XF23mmF2.8 R WR x Julien Rocheblave
My Perspective on Tokyo – My X Story with the XF23mmF2.8 R WR
When I first got into photography, it was for a city I had never even visited: Tokyo. I can’t quite explain why. There was something magnetic about it. The energy, the density, the silent rituals… It was through this city that I first learned how to look. How to wait. How to tell stories. And that’s how photography quietly entered my life — long before I ever set foot in Japan.
For nearly ten years, I explored street photography, mostly in European cities. My approach was always the same: blend in, observe everyday gestures, wait for something to happen — without forcing the image.
Then one day, the chance finally came to experience Tokyo for real. And with it, the opportunity to test a new lens, one that felt perfectly aligned with my philosophy: the XF23mm.

A Tool That Disappears
When I choose a camera or a lens, I’m not looking for specs or superlatives. I care about what it allows me to see — or rather, what it allows to remain visible.
The XF23mmF2.8 R WR is exactly that: discreet, fluid, silent. It adapts to me, not the other way around. It let me photograph Tokyo without interrupting it. And in a city so visually overwhelming, that’s a rare gift.
Suddenly, it wasn’t about “finding the right scene” anymore. It was about learning how to filter a flood of potential images. Ironically, that excess is what led me to leave the city — at least for a while.
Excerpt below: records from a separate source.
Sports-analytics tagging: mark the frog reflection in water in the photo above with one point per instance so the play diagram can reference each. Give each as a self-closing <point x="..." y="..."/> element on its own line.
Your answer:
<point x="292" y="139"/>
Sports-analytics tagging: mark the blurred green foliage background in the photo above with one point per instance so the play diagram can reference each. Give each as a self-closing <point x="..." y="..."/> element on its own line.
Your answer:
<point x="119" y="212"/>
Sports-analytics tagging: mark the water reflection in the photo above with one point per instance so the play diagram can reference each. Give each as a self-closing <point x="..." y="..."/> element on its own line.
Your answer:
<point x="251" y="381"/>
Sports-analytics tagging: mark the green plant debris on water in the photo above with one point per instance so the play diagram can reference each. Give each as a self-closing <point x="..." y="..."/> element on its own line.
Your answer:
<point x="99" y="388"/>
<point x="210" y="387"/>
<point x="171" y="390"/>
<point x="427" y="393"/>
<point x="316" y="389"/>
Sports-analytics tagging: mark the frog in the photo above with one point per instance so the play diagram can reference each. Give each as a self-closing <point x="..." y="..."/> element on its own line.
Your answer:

Getting Lost to See More Clearly
When I left for rural Japan, I reconnected with a different pace of photography — slower, more intuitive. Where the city imposes rhythm, the countryside offered air and silence. The eye settles differently. The gaze becomes softer, more instinctive.
With a lightweight body and the 23mm shift lens, I could focus entirely on what mattered. I didn’t have to think. The camera simply became a natural extension of my vision.
And it was in that simplicity that something shifted in my way of photographing.


Returning, with New Eyes
When I came back to Tokyo after that pause, the city hadn’t changed — but my approach had. I wasn’t trying to chase the moment anymore. I wanted to listen to it.
I didn’t want to trigger the shutter at the “right” time. I just wanted to be there when it happened. And sometimes… to do nothing at all.
Photographing Tokyo with the XF23mmF2.8 R WR was like looking for stillness within movement. Finding intimacy in chaos. It’s not a flashy lens — and that’s exactly why I loved it. It let me be present without being intrusive. To compose without interfering.

It’s About Intention
What I take away from this journey isn’t a single image. It’s a mindset. I learned that you don’t take a photograph — you receive it. It’s not the gear that makes the picture. It’s the intention you bring to it.
And in that sense, the XF23mmF2.8 R WR was the perfect companion. Not a gadget. Not a distraction. Just a tool that disappears — so the gaze can fully emerge.